Tuesday 1 October 2013

The King's Demons

Gerald Flood as bad King John
Some stories don’t need as many words to sum up as others. This is one of those stories. ‘The King’s Demons’ is Terence ‘it’s only Doctor Who’ Dudley’s last script for the show thankfully. It’s starts well enough, King John (Gerald Flood) is visiting a castle in the north of England somewhere even though he is also in London. The King is in fact Kamelion, a robot the Master found of Zeraphax who can change his appearance. Hence the name.
Can you see through the disguise?
It’s a two-parter, which don’t appear to work very well in the Davison era. Come the 15-minute mark of the second episode the writer seems to realise that there’s very little time left and everything gets wrapped up as quickly as possible. The Master spends most of the first episode disguised (badly) as a the King’s (French) champion. So far in every Davison story he’s appeared in he’s had a disguise. Groan. Gerald Flood hams it to the max. Tegan complains how cold it is for pretty much the entire story. The locals hate then like then hate the Doctor again. But no connection with any character is made by the Doctor or his companions. Turlough does very little.

The Doctor and Master grapple for control over Kamelion.
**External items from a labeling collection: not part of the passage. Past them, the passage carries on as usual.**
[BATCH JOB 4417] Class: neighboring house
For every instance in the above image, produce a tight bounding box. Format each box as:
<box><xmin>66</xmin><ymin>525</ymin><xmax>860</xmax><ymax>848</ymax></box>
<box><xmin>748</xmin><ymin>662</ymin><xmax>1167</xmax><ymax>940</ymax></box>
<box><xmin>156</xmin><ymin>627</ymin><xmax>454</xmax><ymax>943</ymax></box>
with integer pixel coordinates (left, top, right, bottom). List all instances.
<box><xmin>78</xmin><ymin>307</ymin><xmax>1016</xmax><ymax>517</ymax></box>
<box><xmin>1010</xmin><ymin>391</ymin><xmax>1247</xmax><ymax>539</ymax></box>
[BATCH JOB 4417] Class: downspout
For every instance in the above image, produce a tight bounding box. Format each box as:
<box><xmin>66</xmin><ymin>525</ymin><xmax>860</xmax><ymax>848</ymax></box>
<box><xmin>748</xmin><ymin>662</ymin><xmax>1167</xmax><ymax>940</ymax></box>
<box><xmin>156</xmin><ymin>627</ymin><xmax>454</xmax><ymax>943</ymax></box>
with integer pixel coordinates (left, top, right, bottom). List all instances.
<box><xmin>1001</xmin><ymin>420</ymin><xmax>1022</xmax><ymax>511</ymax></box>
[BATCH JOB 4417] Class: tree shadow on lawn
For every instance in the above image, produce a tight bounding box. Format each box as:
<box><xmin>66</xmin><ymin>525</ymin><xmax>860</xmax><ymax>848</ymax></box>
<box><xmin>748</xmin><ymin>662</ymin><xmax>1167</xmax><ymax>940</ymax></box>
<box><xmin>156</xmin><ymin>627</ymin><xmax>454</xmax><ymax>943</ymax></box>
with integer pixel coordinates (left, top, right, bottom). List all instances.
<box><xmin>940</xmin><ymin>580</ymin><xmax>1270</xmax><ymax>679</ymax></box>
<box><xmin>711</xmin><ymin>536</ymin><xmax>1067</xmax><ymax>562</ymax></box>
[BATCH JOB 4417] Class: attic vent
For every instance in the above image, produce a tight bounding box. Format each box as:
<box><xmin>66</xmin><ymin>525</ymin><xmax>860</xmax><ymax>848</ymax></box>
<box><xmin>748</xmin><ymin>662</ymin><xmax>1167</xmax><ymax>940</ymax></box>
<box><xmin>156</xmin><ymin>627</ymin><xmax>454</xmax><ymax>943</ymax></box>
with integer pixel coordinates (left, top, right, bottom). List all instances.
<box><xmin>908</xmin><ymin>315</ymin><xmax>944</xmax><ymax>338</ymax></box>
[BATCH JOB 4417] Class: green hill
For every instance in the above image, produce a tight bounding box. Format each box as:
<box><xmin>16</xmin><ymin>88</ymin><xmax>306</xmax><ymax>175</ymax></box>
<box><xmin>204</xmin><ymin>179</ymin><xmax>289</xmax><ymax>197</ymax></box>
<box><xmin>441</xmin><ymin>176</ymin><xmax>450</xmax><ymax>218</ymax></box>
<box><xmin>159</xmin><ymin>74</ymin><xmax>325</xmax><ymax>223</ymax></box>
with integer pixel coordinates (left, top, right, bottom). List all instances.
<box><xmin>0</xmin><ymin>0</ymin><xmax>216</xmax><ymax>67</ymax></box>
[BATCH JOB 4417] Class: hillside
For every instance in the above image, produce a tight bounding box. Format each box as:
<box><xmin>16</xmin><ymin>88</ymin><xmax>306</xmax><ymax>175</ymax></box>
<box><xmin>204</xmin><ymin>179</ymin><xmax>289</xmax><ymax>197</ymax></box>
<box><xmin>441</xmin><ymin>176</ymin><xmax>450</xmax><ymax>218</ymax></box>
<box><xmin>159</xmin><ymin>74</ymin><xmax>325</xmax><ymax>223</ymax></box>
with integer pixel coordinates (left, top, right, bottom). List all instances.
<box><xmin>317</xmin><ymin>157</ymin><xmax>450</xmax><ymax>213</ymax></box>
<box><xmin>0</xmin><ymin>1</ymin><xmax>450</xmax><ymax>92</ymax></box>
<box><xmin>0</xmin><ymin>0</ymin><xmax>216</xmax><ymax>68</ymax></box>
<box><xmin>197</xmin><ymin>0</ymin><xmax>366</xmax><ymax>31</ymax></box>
It’s not the worst of the season, it has a good look, sets are solid, costumes fantastic, but at two episodes and a very weak plotline – the Master wants to change history by preventing Magna Carta from being signed, so he’s trying to discredit King John by having Kamelion do wacky things, this story falls far short of what it could have been. In fact it still has me going until the reveal of the robot, which was a real robot, albeit one that didn’t work very well.
Characters are somewhat one-dimensional, but solidly played except for flood who goes too far
camping it up like crazy. As the Master’s only appearance this season, and his previous story ‘Time-Flight’ (which this story references without explaining how the Master escaped) I would have hoped for better for Anthony Ainley. Very hard it seems to tell a good story over two parts.